🤖 AI Summary
Existing distribution-based adversarial sample detection (SADD) methods discard suspicious samples outright, leading to loss of clean information and degraded model utility.
Method: We propose a two-stage “detect–purify” defense framework. During training, we jointly optimize the Maximum Mean Discrepancy (MMD) test’s discriminative power and a distribution-aligned denoiser; during inference, samples are first classified and then routed—clean inputs retain original predictions, while adversarial ones undergo real-time purification.

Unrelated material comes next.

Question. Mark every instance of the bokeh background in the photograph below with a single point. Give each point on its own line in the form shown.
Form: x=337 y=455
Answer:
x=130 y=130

Contribution/Results: We introduce the first dual-branch collaborative paradigm, with theoretical proof that minimizing distribution discrepancy reduces the expected adversarial risk. Evaluated on CIFAR-10 and ImageNet-1K, our method significantly outperforms state-of-the-art approaches, simultaneously improving both clean accuracy and robust accuracy. It remains highly effective against strong adaptive white-box attacks, demonstrating superior generalization and practicality.
📝 Abstract
Statistical adversarial data detection (SADD) detects whether an upcoming batch contains adversarial examples (AEs) by measuring the distributional discrepancies between clean examples (CEs) and AEs. In this paper, we reveal the potential strength of SADD-based methods by theoretically showing that minimizing distributional discrepancy can help reduce the expected loss on AEs. Nevertheless, despite these advantages, SADD-based methods have a potential limitation: they discard inputs that are detected as AEs, leading to the loss of clean information within those inputs. To address this limitation, we propose a two-pronged adversarial defense method, named Distributional-Discrepancy-based Adversarial Defense (DDAD). In the training phase, DDAD first optimizes the test power of the maximum mean discrepancy (MMD) to derive MMD-OPT, and then trains a denoiser by minimizing the MMD-OPT between CEs and AEs. In the inference phase, DDAD first leverages MMD-OPT to differentiate CEs and AEs, and then applies a two-pronged process: (1) directly feeding the detected CEs into the classifier, and (2) removing noise from the detected AEs by the distributional-discrepancy-based denoiser. Extensive experiments show that DDAD outperforms current state-of-the-art (SOTA) defense methods by notably improving clean and robust accuracy on CIFAR-10 and ImageNet-1K against adaptive white-box attacks.